On the way home it dawned on me what my week would entail, solemn news reports, people wailing in grief for the death of a lady they'd never met, but who had once held a leper's cock and dug up some "landmines", so you know she was worthy of their tears.
Summer 1997 had started with the big spazzy love-in that was "cool Britannia", something which seemed to happen in a faraway never-never-land which obviously hadn't touched Lancashire. We were all touchy-feeling, a big gang of English people, and now here they were in London and on my tele, at the end of that summer, spending more on fucking flowers then they'd ever give to a charity. Even a charity for landmine disabled lepers.
I'd observed it all with an uneasy detachment, trying not to whip myself into a rage at the illogic of it all. On the day of the funeral, I tried to resist by playing music really loud music until I realised this was upsetting my ma. I went for a walk around Fleetwood instead, where my mood spilled over rather quickly.
Like all towns, Fleetwood has various monuments built after the first or Second World War to commemorate people in the town who'd gone away and never returned. Every year the wreaths seemed to decrease in number and vandalism increased. On this day, Fleetwood was a ghost town and I was drawn to one of the aforementioned monuments in a churchyard.
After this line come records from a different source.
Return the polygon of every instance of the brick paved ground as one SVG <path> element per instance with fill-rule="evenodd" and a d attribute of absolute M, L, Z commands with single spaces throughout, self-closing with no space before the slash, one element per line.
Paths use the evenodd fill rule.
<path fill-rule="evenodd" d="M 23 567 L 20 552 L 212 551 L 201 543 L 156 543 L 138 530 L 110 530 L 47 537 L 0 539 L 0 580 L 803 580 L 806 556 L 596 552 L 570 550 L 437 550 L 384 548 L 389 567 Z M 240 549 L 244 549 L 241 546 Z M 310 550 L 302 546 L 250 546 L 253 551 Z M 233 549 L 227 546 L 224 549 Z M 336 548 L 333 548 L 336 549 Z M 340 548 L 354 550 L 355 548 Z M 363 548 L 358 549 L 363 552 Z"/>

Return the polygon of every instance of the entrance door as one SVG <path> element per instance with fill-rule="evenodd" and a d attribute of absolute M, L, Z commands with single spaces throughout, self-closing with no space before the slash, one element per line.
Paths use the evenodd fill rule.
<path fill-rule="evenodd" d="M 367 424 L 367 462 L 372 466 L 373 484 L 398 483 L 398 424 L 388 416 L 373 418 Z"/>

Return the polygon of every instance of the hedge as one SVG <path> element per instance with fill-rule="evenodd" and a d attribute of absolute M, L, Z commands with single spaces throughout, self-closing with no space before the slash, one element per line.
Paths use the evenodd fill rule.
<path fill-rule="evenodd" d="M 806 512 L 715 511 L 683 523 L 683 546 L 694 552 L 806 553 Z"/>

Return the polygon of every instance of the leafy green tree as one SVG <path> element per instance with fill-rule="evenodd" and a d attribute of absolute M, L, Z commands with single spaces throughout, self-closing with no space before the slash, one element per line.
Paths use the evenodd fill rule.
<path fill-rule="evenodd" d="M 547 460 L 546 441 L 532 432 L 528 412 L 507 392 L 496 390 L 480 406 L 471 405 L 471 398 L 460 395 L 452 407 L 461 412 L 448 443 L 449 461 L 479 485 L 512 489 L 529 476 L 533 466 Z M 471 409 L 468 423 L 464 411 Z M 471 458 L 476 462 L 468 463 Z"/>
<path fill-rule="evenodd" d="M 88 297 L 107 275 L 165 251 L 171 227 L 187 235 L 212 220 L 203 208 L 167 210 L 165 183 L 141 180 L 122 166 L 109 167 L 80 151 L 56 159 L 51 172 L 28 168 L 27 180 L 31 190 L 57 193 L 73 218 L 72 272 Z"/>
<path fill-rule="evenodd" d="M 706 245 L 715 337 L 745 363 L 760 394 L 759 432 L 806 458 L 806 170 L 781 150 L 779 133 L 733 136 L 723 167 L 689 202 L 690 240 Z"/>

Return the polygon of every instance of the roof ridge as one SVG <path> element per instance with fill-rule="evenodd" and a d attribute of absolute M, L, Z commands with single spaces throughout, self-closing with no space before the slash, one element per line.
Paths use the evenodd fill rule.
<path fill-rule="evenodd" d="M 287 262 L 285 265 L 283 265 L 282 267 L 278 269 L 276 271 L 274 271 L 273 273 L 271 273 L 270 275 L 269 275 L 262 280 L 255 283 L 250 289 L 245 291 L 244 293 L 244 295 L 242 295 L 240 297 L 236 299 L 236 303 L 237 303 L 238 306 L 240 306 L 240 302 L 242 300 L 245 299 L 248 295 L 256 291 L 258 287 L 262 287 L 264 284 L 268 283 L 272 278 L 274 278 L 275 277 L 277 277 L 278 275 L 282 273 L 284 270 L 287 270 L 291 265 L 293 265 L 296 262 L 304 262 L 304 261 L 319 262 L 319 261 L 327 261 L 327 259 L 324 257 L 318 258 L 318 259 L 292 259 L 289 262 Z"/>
The thing that had dragged me there was the sight from afar of approximately one hundred bunches of flowers placed at the bottom of the monument for Diana, "Queen of Hearts".
Why there? Why place flowers for a dead celebrity at the base of a sad monument to the death of a couple of hundred local men? Men whose lives had not one iota of similarity with that of Di's. I was actually taken aback at how insulting I found it.
Anyway, a few months later I did a search for my name on the internet. The only result returned which was actually 'me' was a note my ma had put on a condolence list for Di (and oddly signed it from my email address). She'd written 'R.I.P, wherever you are'. Why did she write that? Where was Di?
Maybe I should phone her up and tell her that I've found her on the back of a lorry cab.